Antes de leer esta entrada, pinchad en google el enlace. Os llevará a una grabación teatral de sólo tres minutos de duración. A analizarla se dedican las líneas que siguen:


Todavía a oscuras, oímos el ruido de un avión, que despega. Pero, en su lugar, también podría sonar el traqueteo de un tren. Ese estrépito simboliza, en cualquier caso, una partida, un irse fuera de donde se está.
   Cuando se hace la luz, la ausencia de mobiliario centra la mirada en los actores y actrices, enseña que sólo el elemento humano importa. Es llamativo su número, muy elevado: sugiere que lo que va a ocurrir afecta a muchos.
   Todos se orientan hacia delante, van en la misma dirección. Las maletas que llevan inciden en lo ya revelado por el efecto especial del sonido, se encaminan hacia un aeropuerto o una estación ferroviaria. Se marchan. ¿Adónde? ¿Por qué?
   Una pista importante es la edad. No hay ancianos, ni niños, ni personas que hayan entrado en la madurez. Son jóvenes y visten como gente del común. La seriedad del gesto indica que no es lúdico el propósito del viaje que se disponen a emprender.
   Todo eso sabemos, aun antes de que comience la acción.

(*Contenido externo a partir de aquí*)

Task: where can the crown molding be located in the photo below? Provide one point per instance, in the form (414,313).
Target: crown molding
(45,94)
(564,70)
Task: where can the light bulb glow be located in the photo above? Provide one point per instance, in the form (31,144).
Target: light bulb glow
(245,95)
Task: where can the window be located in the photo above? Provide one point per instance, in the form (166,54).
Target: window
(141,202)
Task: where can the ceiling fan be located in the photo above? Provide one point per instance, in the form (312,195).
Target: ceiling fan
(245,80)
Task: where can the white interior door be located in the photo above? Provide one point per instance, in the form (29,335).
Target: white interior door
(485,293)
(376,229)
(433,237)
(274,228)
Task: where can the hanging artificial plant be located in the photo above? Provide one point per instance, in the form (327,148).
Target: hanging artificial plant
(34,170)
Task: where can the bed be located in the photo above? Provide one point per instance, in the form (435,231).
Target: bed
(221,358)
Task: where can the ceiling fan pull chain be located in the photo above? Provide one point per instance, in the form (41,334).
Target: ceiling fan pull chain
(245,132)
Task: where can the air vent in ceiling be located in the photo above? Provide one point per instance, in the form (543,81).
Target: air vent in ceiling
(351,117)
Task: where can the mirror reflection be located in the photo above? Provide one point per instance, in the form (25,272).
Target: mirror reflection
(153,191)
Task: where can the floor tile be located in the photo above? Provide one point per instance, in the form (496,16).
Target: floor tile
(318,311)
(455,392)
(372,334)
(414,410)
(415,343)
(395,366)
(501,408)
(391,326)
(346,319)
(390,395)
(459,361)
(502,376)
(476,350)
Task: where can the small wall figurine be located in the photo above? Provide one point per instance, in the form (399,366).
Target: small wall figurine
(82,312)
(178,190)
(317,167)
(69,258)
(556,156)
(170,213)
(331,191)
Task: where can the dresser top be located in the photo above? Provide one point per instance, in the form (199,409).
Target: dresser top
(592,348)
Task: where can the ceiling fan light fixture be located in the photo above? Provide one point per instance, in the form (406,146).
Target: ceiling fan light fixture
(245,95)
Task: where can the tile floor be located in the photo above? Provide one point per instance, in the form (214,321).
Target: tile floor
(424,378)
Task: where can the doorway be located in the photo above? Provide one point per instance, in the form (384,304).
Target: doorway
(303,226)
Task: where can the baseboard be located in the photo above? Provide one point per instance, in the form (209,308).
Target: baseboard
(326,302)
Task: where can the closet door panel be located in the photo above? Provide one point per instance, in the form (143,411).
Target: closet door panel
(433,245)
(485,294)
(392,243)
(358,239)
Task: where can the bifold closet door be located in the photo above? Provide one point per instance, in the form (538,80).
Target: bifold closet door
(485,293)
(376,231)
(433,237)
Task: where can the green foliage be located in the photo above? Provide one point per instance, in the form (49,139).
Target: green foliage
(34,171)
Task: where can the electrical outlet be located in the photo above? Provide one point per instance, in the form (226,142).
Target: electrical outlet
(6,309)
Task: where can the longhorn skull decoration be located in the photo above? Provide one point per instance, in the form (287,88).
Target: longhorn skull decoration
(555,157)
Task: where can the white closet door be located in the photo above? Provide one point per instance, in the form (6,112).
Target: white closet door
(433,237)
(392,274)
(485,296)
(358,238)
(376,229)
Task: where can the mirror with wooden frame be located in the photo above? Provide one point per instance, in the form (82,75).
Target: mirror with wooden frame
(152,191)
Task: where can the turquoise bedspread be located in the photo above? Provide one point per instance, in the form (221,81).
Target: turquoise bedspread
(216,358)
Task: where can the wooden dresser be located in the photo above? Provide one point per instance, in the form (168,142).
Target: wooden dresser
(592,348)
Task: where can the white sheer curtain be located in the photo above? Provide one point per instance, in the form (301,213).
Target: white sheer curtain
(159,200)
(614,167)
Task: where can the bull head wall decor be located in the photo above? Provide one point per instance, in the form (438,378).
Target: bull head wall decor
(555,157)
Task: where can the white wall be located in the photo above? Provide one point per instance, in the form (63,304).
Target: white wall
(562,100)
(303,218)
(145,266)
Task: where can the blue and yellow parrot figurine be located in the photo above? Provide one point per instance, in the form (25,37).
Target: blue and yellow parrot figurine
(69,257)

    Poco dura el impasse de figuras quietas. Enseguida empieza el movimiento escénico,  muy simple. A un paso al frente, sucede la pausa breve de una parada. El desplazamiento implica que se van; el estatismo trae consigo la palabra. En esa combinación reside la esencia de la escena. Hay un doble mensaje, el del mimo y el verbal, que se complementan: si en uno se manifiesta una situación –la marcha-, el otro pone de manifiesto su motivo y el sentir que produce.
   Observemos, de paso, cómo quienes salen del escenario cuando alcanzan el lateral al que se encaminan surgen de nuevo por atrás, como si se incorporasen por primera vez y fuesen distintos. La idea que se transmite es que los actuantes se multiplican, y con ellos la   muchedumbre que protagoniza la acción.
   No hay diálogo. Podría calificarse de monólogo, pero fragmentado. El discurso salta de un individuo a otro, no habla uno en nombre de los demás, entre todos van componiendo el texto. Cada frase toma como punto de partida la pronunciada por el personaje anterior, y se encadena a su vez con la del siguiente. De esa forma, se afianza la dimensión coral de lo transmitido.
   ¿Y qué dicen? Recuerdan que han estudiado según se les aconsejó, que han hecho caso de los vaticinios y promesas de futuro que se les hicieron, proclaman lo que han conseguido llegar a ser; evocan el sacrificio de sus familias y la ilusión que pusieron en sus logros, también el desengaño subsiguiente.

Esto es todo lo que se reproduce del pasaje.